Early in Christian art, the Church was symbolized by a boat (the Barque of St. Peter). That tradition is happily kept alive in this icon. The mast is a Latin Cross and its white sail (indicating purity) is tied at seven distinct points (5 visible and 2 hidden by Ignatius). These seven points are, in fact, the Seven Sacraments that the Church inevitably brings with Her wherever She goes. The gold band encircling the edge of the sail (like a wedding ring!) is reminscent of white chasubles edged in gold for special feasts. The boat, itself, is painted with notes of deep red and gold. Red is the color of the Holy Spirit (fire) and blood (sacrifice). Gold indicates divinity (or sanctity which is why halos are gold).
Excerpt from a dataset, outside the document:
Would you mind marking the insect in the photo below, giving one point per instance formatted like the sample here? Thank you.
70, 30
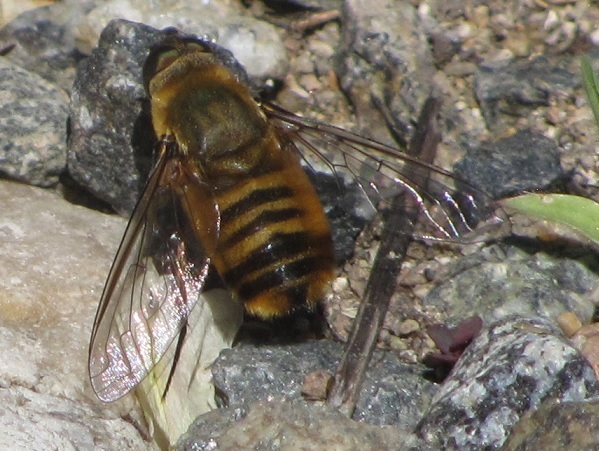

The red and gold from the boat seep into Francis' cassock which is highlighted in blue, the color of Our Lady.
[Fun fact: Ignatians were known to tie blue sashes around their waists for special missions or Marian Feasts ala knights who tied the kerchief of a lover to their armor as they rode into battle. Ignatians were deeply devoted to Our Lady, so seeing hints of blue in Francis' cassock is an homage to being under her protection (similar to how those who wear the Scapular are considered under Mary's special protection).]
Thus, we see in Francis' cassock all these colors combined and it's almost as if Francis and the boat (Church) are one. Gah - I just love it!
Moving on to Ignatius, you'll see that he, too, doesn't have a strictly black cassock because in iconography, black is the color of evil/death. To skirt this, a very deep blue is used with white highlights, hinting at Ignatius' purity. He is standing above Francis, indicating the clear hierarchy between them. His hand is raised in blessing while he entrusts the mission to his dear friend. All around them is a dazzling gold that almost shines through the computer screen (I can only imagine how gorgeous it must be in person). The gold symbolizes God's Divine blessing over the men, the mission, and the Church.
Finally, there's a little stack of rocks in the bottom righthand corner, just behind Ignatius. Believe it or not, this little rocky structure is my favorite part of the entire icon!
In order to get to the boat, both men had to come "down the mountain" so to speak.
Both are brilliant, lofty saints who could have easily continued to strive for God "in the clouds" (meaning all philosophy). Ignatians, though, aren't known for being strictly philosophers, though, are they?
No. They're known for coming "down the mountain" to be among those most in need of help. While spirituality is very much central to the Ignatian order, recognizing God's Presence in all things necessitates going out to meet Him where He is. The hint of rocks to the right is a subtle reminder of that.
What a brilliant, inspired touch! I love it so very much!
So Happy 500th Anniversary, St. Ignatius! I'm sure all the Jesuits who have followed after you these last few centuries appreciate your change of heart!
And to Rod, as always, thanks for sharing these bits of Sacred Art with me!